FortiGate is the RADIUS client while the FortiAuthenticator is the RADIUS server.

The admin user cannot login to the FortiGate using RADIUS authentication after changing the LDAP username password on the AD and FortiAuthenticator.

Based on the RADIUS authentication debug logs, it says invalid credentials and cannot connect to remote LDAP server even though the FortiAuthenticator connection to AD via LDAP is successful.

2025-02-27T15:47:48.619901+05:30 fac radiusd[13006]: (162440) facauth: ERROR: fac_ldap_connect() failed: ldap_simple_bind_s failed: Invalid credentials 80090308: LdapErr: DSID-0C09044B, comment: AcceptSecurityContext error, data 52e, v3839

2025-02-27T15:47:48.619917+05:30 fac radiusd[13006]: (162440) facauth: WARNING: Failed to search remote LDAP server for remote user 'cisco', error: cannot connect to remote ldap server

2025-02-27T15:47:48.619955+05:30 fac radiusd[13006]: (162440) facauth: Updated auth log 'fortinet': Remote LDAP user authentication with no token failed: cannot connect to remote ldap server

2025-02-22T15:47:48.619979+05:30 fac radiusd[13006]: (162440) # Executing group from file /usr/etc/raddb/sites-enabled/default

Based on the FortiAuthenticator logs, it says the LDAP has been reset to offline-stale.

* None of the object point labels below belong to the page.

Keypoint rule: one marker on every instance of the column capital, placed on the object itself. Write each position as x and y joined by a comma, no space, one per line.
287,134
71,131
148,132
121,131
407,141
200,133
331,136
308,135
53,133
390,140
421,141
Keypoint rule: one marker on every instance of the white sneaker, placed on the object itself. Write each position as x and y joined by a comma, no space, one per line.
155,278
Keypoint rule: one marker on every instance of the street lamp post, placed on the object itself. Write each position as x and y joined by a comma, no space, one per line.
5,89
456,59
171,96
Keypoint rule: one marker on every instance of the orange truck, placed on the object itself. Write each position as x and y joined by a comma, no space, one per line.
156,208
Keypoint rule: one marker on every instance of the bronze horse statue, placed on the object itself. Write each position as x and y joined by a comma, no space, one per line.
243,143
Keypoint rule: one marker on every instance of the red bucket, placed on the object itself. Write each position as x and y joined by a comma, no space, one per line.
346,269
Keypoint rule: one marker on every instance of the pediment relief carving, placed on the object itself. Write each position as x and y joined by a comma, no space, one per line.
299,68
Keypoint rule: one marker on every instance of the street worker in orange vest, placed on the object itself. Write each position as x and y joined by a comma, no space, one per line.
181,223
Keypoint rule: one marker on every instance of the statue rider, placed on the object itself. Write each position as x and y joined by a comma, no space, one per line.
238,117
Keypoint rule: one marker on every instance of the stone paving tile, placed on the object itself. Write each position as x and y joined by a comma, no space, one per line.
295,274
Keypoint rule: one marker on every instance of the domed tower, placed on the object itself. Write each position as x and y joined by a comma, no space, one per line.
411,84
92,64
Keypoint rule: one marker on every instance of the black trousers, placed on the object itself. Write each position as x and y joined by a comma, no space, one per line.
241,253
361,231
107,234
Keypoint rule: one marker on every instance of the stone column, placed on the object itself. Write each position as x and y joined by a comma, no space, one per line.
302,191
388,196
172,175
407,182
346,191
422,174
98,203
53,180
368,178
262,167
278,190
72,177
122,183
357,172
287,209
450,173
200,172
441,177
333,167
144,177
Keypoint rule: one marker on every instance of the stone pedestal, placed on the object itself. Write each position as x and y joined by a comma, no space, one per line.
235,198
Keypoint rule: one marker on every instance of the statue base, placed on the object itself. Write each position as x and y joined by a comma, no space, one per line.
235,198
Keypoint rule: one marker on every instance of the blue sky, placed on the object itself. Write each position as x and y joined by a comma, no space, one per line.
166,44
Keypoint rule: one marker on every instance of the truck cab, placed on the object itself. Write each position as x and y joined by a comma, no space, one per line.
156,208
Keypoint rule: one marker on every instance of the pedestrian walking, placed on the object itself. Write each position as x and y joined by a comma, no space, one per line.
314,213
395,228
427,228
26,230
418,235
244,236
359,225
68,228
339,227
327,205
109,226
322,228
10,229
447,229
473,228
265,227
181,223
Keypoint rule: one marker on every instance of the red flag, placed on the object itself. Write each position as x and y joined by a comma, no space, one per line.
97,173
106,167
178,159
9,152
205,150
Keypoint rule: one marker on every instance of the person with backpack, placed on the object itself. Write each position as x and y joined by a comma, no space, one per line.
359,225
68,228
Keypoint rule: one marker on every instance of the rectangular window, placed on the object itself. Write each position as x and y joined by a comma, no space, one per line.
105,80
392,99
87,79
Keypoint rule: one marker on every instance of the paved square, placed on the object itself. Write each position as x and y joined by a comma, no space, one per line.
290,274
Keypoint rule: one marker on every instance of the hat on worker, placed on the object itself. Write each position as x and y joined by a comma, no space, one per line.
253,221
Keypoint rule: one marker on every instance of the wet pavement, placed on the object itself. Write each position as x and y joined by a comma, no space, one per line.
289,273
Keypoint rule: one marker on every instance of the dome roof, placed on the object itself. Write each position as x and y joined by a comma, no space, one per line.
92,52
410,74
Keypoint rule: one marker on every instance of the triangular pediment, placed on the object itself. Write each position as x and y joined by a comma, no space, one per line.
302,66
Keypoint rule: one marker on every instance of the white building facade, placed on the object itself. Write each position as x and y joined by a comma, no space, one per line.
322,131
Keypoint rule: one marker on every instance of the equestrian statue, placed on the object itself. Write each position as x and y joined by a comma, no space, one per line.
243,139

date=2025-02-27 time=07:46:11+0000 oid=3852230 logid=30500 cat="Event" subcat="System" level="warning" nas="" action="" status="" msg="Status of remote server (LDAP) at x.x.x.x:389 has been reset to offline-stale" user=

This behavior matches bug 848324. This was fixed on FortiAuthenticator v6.4.7 and v6.5.0. This issue will be triggered if there are any changes to the FortiAuthenticator LDAP config.

This issue was seen on FortiAuthenticator v6.4.4 – v6.4.6.

The workaround is to reboot the FortiAuthenticator or change the LDAP Server Status Cache Timeout to 1 second under Authentication>Remote Auth. Servers>General of FortiAuthenticator.